Given the cover of Dennis E. Bolen's Toy Gun (Anvil $26), a stark image of a handgun against an orange background, most readers will be surprised to discover this novel is more psychological study and moral exploration than hard-boiled crime thriller.

As the third instalment in Bolen's trilogy about federal parole officer Barry Delta, following Stupid Crimes (1992) and Krekshuns (1997), it focuses more on the inner machinations of its characters than on crimes committed.

A self-confessed 'burn out' eyeing early retirement, bad boy Barry Delta drinks too much (way too much), cheats on his wife, has trouble curbing his glib tongue, and is given to bouts of self-deception and self-loathing in about equal measure. His work in the underworld of addiction, prostitution and street crime has left him jaded and exhausted.

Bolen, a former parole officer himself, deftly weaves the stories of Barry Delta's life and loves (somehow women find him irresistible and more than one of them wants to have his baby), his boozy afternoons at the Yale Hotel, and the desperate escapades of the parolees on his caseload.

We witness the crazed excitement of a coke addict preparing to commit a robbery, the humiliation of a prostitute being tossed out of a car and called a whore. This is a country of the damned where ugly behaviour, brutal crimes, lies and deceptions prevail. Bolen renders this world with such visceral intensity that you can almost feel the drug cravings, the hangovers, the adrenalin rush that comes with violence.

Everything is convincing, nothing is glossed over. Obviously Bolen knows this territory from the inside out.

Ultimately Toy Gun is a novel of redemption, but first the worse has to happen so redemption can begin. Just about everything that can go wrong for Barry does. Disaster piles upon disaster as his personal and professional life spiral out of control. He finally bottoms out to find himself a mentally and physically broken man. There's something contrived about the plot in this regard, and of course the love of a good woman (the waitress at the Yale, no less) has much to do with his own redemption.
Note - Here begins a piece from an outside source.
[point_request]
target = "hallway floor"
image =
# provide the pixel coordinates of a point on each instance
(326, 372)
Meanwhile Barry wonders if even one of his clients can be saved. In so many cases the damage done to them in childhood is irrevocable. When the foul-mouthed, drugged-out prostitute Chantal declares, "I'm always going to be on the streets,"; he is unable to contradict her.
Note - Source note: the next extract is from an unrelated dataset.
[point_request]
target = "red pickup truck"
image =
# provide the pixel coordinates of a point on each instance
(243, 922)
To keep going, Barry Delta has to believe that if even one former inmate doesn't re-offend, then his job will have been worthwhile. In grappling with this theme of redemption, increasingly the novel is marred by pious lectures about the need for love and forgiveness. The point is well taken but this is telling, not showing. We want to draw our own conclusions.

In Toy Gun Bolen takes us for a bracing ride, lacing sordid truths with humour and wit, mixing horror with the banality of everyday life, reflecting back to us our own messed-up lives. He forces us to look at things we don't want to look at, jarring us out of middle class complacency, and in doing so he reveals the narrowness of the worlds we live inside.

Sheila Munro lives in Comox where she is following her non-fiction book with a novel-in-progress.